O segredo do Unicórnio

Será que já conhecem o grande segredo do Unicórnio?

Há algum tempo vimos uma pessoa que tinha no seu perfil de uma rede social um pormenor de um conjunto de tapeçarias medievais que é conhecido sob o nome de La Dame à la licorne, ou seja, A Dama e o Unicórnio. Isso relembrou-nos que há anos que estamos para contar o que se segue.

Uma Dama com um Unicórnio (e outros animais)
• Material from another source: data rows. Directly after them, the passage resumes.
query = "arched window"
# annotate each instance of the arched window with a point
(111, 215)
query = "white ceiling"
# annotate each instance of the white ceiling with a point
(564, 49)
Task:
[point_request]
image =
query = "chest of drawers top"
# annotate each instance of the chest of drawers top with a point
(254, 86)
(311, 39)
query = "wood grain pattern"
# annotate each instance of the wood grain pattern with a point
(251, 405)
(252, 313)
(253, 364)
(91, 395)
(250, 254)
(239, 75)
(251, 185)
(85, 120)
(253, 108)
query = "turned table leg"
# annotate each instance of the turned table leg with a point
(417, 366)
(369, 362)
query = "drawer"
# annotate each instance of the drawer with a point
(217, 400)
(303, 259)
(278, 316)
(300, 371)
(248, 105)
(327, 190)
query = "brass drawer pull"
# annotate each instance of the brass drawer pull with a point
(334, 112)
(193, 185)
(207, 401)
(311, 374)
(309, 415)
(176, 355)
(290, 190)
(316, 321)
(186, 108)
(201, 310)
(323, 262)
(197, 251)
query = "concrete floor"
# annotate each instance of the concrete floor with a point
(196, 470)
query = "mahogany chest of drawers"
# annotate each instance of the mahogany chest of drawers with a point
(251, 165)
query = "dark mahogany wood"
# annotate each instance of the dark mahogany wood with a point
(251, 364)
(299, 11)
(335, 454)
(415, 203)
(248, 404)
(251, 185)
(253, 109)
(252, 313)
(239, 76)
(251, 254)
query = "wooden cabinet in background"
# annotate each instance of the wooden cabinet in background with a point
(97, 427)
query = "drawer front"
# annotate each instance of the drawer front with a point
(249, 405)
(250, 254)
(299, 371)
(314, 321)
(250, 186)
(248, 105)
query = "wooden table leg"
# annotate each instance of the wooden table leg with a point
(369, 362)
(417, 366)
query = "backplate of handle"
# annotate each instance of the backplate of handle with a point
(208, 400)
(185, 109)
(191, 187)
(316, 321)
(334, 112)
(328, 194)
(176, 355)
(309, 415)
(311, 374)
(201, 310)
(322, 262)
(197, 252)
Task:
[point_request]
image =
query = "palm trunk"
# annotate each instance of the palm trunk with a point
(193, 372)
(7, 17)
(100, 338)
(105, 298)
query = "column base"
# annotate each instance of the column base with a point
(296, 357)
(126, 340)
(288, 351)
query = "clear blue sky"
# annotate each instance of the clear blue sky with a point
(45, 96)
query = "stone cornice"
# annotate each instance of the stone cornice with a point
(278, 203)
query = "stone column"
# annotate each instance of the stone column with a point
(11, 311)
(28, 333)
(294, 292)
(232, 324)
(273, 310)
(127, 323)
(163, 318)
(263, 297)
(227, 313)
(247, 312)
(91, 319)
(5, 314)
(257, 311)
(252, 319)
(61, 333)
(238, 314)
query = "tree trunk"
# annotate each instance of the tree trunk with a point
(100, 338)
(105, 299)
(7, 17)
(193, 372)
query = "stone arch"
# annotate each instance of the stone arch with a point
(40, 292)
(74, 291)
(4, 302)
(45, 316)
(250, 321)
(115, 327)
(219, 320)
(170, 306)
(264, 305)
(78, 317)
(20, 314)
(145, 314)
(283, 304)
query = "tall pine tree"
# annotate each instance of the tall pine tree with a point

Para quem ainda não o souber, o Unicórnio não é uma criatura estática. O Leão é sempre o rei dos animais, a Raposa é sempre muito traiçoeira, o Cordeiro é muito mansinho, mas já o Unicórnio - ou, se preferirmos dar-lhe outro nome dado o contexto de hoje, o Licorne - é um animal cujas características foram mudando ao longo dos séculos. Na Idade Média, por exemplo e como já cá dissemos uma vez, uma representação muito vulgar é a desta criatura a ser abraçada no regaço de uma dama, enquanto que um caçador lhe dá um golpe mortal. É uma representação que faz algum sentido, porque na época se acreditava que apenas as mulheres virgens podiam capturá-lo. Mas nem sempre assim o foi - pelo menos um autor dizia que os homens poderiam fazê-lo se se disfarçassem muito bem (numa espécie de travestismo de outros tempos), e depois se ungissem com todos os melhores cheiros acessíveis aos seres humanos. E esta ideia, por estranha que nos pareça, permite-nos compreender uma existência sequencial de pelo menos três formas de um mesmo animal:

 

  • Já existia, pelo menos em tempos da Pérsia Antiga, a ideia de um animal semelhante ao cavalo mas com cornos. Dizemos cornos, no seu plural, porque ele tendia a ser representado de perfil, sendo difícil de saber se apenas tinha um ou já vários, mas a localização do único corno visível parece indicar o segundo caso;
  • Foi-se gerando, mais tarde, a ideia de que apenas as mulheres podiam amansar e capturar esta criatura, que se pensava ser muito brava. Não sabemos precisamente de onde veio essa ideia, mas é repetida por diversos autores pagãos;
  • Já na época cristã é que surgiu a ideia de que a captura do animal estava ligada à própria virgindade de uma mulher. Novamente, desconhecemos de onde vem essa inovação, mas muitas vezes é estabelecido um paralelismo entre a história do animal e a pureza perpétua da Virgem Maria.

 

Talvez seja esse o estranho segredo do Unicórnio medieval, um segredo como o que se esconde nas tapeçarias mencionadas acima. Na última da sequência de seis, que até reproduzimos parcialmente acima, a dama pode ser vista em frente a um pequeno pavilhão onde está escrito À mon seul désir, algo como "pelo meu próprio desejo". A frase pode ter mil significados diferentes, até dado o seu contexto, mas podemos ligar a ideia ao animal central dizendo que essa sua mansidão - veja-se que o equídeo até está numa pose de submissão, acompanhado por um feroz leão numa pose semelhante - apenas podia ser obtida por uma dama que pelo seu próprio desejo se mantivesse virgem. Seria toda a história deste animal, já em tempos da Idade Média, uma estranha metáfora para algo que não podemos repetir aqui?

 

Ou seria, de um modo mais geral, o estranho segredo do Unicórnio medieval o facto de ele se tratar de uma espécie de fantasia, de papão, perpetuada para incentivar a virgindade das jovens das classes altas da altura? Não sabemos se sim ou se não, mas a verdade é que quando pensamos neste animal nos nossos dias, já não o fazemos com qualquer conotação moral. O Licorne, ou como quisermos chamar a este animal, é agora uma criatura supostamente muito rara, em alguns momentos até associada à pureza dos tempos de criança, mas já não parece ter qualquer conotação mais moral, numa espécie de quarta existência da figura, que se segue às três de que falámos acima. E talvez seja melhor que assim o seja, porque uma criatura sempre tão bela não merece ser morta nem conspurcada como a que Marco Polo diz ter visto nas suas viagens, quando a confundiu com um rinoceronte que chafurdava na lama...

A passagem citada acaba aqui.